すなわち、上述したように、例えば旋回内側操舵角α1の最大角度(50°)は、旋回外側操舵角β1の最大角度(42°)よりも大きくされており、旋回内側揺動角α2の操舵角減少比率Aを旋回外側揺動角β2の操舵角減少比率Bよりも大とすることによって、トラクタ旋回時に大きく揺動する旋回内側車輪の旋回内側操舵角α1を大きく減少させて旋回内側の車輪フェンダ26がトラクタ車体に接触することを防止するとともに、旋回外側車輪を覆う車輪フェンダ26ができるだけ旋回外側車輪から離れないように追従させることができるようになる。
2 車輪
4 前車軸ケース
5 キングピン
9 車軸
11 車軸支持体
26 車輪フェンダ
27 フェンダ支持体
30 縦軸
35 連動手段
36 揺動部材
37 連動体
α1 旋回内側操舵角
α2 旋回内側揺動角
β1 旋回外側操舵角
β2 旋回外側揺動角
A 旋回内側揺動角の操舵角減少比率
B 旋回外側揺動角の操舵角減少比率
Claims (4)
- 前車軸ケース(4)の端部にキングピン(5)廻りに操舵可能に車軸支持体(11)を設け、この車軸支持体(11)に支持された車軸(9)に車輪(2)を設け、この車輪(2)を覆う車輪フェンダ(26)を有するトラクタにおいて、
前記前車軸ケース(4)上に縦軸(30)を設け、この縦軸(30)に車輪フェンダ(26)を取り付けるフェンダ支持体(27)を揺動自在に支持し、
前記車軸支持体(11)とフェンダ支持体(27)とを車軸支持体(11)の旋回内側操舵角(α1)を減少してフェンダ支持体(27)の旋回内側揺動角(α2)とする連動手段(35)で連動連結していることを特徴とするトラクタ。 - 前記連動手段(35)は、キングピン軸心(Z)から連動位置までの車軸支持体(11)の旋回外側操舵角(β1)を減少してフェンダ支持体(27)の旋回外側揺動角(β2)として連動しており、前記旋回内側揺動角(α2)の操舵角減少比率(A)は、旋回外側揺動角(β2)の操舵角減少比率(B)より大であることを特徴とする請求項1に記載のトラクタ。
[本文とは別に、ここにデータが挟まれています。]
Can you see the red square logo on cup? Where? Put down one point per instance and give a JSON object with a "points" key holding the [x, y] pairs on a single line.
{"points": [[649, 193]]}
- 前記連動手段(35)は、フェンダ支持体(27)から揺動部材(36)を突出し、この揺動部材(36)と前記車軸支持体(11)のキングピン軸心(Z)から径方向に離れた連動位置とを連動体(37)で連結していることを特徴とする請求項1または2に記載のトラクタ。
- 前記連動手段(35)を前車軸ケース(4)の後部側に設けていることを特徴とする請求項1から3のいずれかに記載のトラクタ。